Armeen is passionate about making music and is working to make the lives of all aspiring musicians easier. ‘I am definitely a musician first, music is everything to me and I hope that someday I’d be able to focus just on that; and thus I am dedicated at ME Inc too. I joined the company because I saw that this would be a solution for musicians to make a steady income from online royalties and sales and be able to allow them to focus on their art.’
Rousseau commenced Mushroom Entertainment back in 2008 as a college project. He released his own project called ‘Joloj Khela’ under Mushroom, the first Bangladeshi album to be on iTunes or any other online platform. Soon after the release, he was joined by Armeen who began to reach out to more musicians and labels in Bangladesh. ‘Sumon O Aurthohin, Anusheh Anadil, Bappa Majumdar, Alif Alauddin, Elita Karim and Arnob are some musicians who have extended their support in creating awareness in digital distribution with us,’ informs Armeen. ME is operated by musicians and entrepreneurs who are passionate about artistes retaining full control and copyright over their music. The inspiration behind ME was to be able to create an income source for musicians so that they can make a living through music and do not feel compelled to sacrifice the art to make their ends meet.
‘In course of time, we have managed to get aboard many wonderful artistes living locally as well as others from abroad. Some of these albums have done wonderfully on the internet. We are currently working towards our local digital store where people can buy music online using local credit cards and bKash,’ states Armeen.
Recently ME has launched its free online radio called ME Radio (meradio.fm). Armeen says, ‘Fans can listen to songs free of cost using our online radio. We are currently engaged in licensing an enormous playlist of international music (almost 10 million) to be played in Bangladesh though ME Radio. ME will compensate the artistes for each time their song is played from the revenue generated through advertisement.’ ME radio enables smart phone users to listen to songs anytime, anywhere.
Armeen is a strong advocate against piracy. According to her, piracy has put the whole music industry at a risk. For this reason, music professionals haven’t been able to earn the actual monetary reward that they deserve. Therefore, many talented artistes have been shifting towards different occupations away from the music industry. ‘We are hoping sites like ME Radio will encourage listeners to not download illegally even if they can’t afford to buy the album, as they are listening for free,’ hopes Armeen.
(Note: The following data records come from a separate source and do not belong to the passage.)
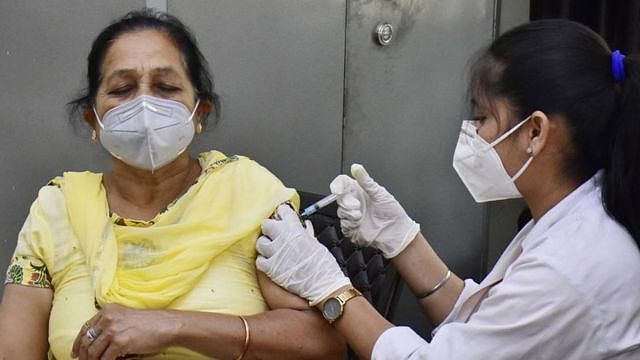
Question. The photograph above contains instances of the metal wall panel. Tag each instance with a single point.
(43, 47)
(403, 110)
(279, 67)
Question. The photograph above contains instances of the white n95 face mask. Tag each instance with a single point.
(480, 168)
(147, 132)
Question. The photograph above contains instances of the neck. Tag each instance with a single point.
(149, 190)
(542, 196)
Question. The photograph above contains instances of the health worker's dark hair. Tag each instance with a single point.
(561, 67)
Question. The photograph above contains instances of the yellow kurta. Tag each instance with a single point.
(198, 254)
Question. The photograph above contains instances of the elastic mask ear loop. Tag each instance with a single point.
(97, 117)
(522, 169)
(504, 136)
(194, 109)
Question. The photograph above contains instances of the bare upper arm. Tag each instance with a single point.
(24, 321)
(279, 298)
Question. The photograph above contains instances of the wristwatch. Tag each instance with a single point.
(334, 306)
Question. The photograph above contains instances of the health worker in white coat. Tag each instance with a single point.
(557, 123)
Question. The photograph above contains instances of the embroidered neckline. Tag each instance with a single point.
(121, 221)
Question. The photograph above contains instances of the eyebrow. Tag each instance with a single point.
(166, 71)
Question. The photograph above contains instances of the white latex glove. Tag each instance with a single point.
(292, 257)
(370, 215)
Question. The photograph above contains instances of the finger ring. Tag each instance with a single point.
(91, 334)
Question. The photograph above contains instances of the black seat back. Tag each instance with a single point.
(369, 271)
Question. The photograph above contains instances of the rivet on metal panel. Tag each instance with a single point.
(384, 33)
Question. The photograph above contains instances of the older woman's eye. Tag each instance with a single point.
(167, 88)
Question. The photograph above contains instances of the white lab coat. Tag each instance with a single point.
(567, 287)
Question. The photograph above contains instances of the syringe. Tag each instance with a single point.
(318, 205)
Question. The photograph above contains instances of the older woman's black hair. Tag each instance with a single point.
(196, 64)
(561, 67)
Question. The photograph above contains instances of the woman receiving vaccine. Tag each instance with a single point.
(557, 122)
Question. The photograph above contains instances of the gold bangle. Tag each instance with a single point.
(246, 338)
(435, 288)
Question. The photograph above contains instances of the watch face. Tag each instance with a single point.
(332, 309)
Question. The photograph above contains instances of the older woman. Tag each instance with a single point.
(156, 257)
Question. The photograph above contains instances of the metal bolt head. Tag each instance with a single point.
(384, 33)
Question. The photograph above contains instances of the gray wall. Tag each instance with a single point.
(43, 47)
(305, 89)
(404, 107)
(502, 216)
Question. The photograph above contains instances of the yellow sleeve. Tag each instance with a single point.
(31, 259)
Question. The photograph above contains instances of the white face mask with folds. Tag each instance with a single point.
(147, 132)
(480, 168)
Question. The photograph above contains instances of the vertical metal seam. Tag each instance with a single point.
(160, 5)
(345, 88)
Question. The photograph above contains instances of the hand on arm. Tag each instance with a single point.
(295, 260)
(371, 216)
(24, 321)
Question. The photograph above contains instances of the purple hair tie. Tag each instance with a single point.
(617, 66)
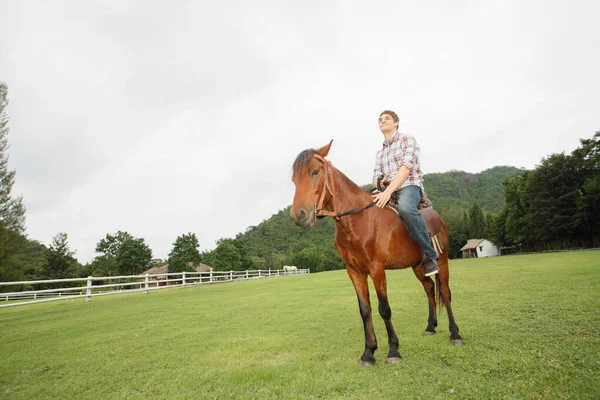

Through her work, she wishes to raise awareness among fans regarding the hardships all musicians including herself has suffered due to piracy. ‘The main obstacle is always financial, there isn’t a systematic music industry as such, we are yet to have artiste management that will allow musicians to just do the music and have other business aspects handled. Most musicians have to manage bills, gigs, recordings, jingles in addition to creating music.’
Independent businesses like Mushroom Entertainment exist to separate the capitalism from the music, and allow artists to live on the rewards of their work. ‘So far, we have been overwhelmed with the positive response from our musicians and audience who seemed to have been waiting for such a digital venture for Bangla Music’, Armeen shares with the Youth.
It is encouraging that some individuals are working tirelessly to pave the future of the music industry and make ways for a new generation of musicians who will not be deterred by the threat of piracy and deprivation from their deserved royalty.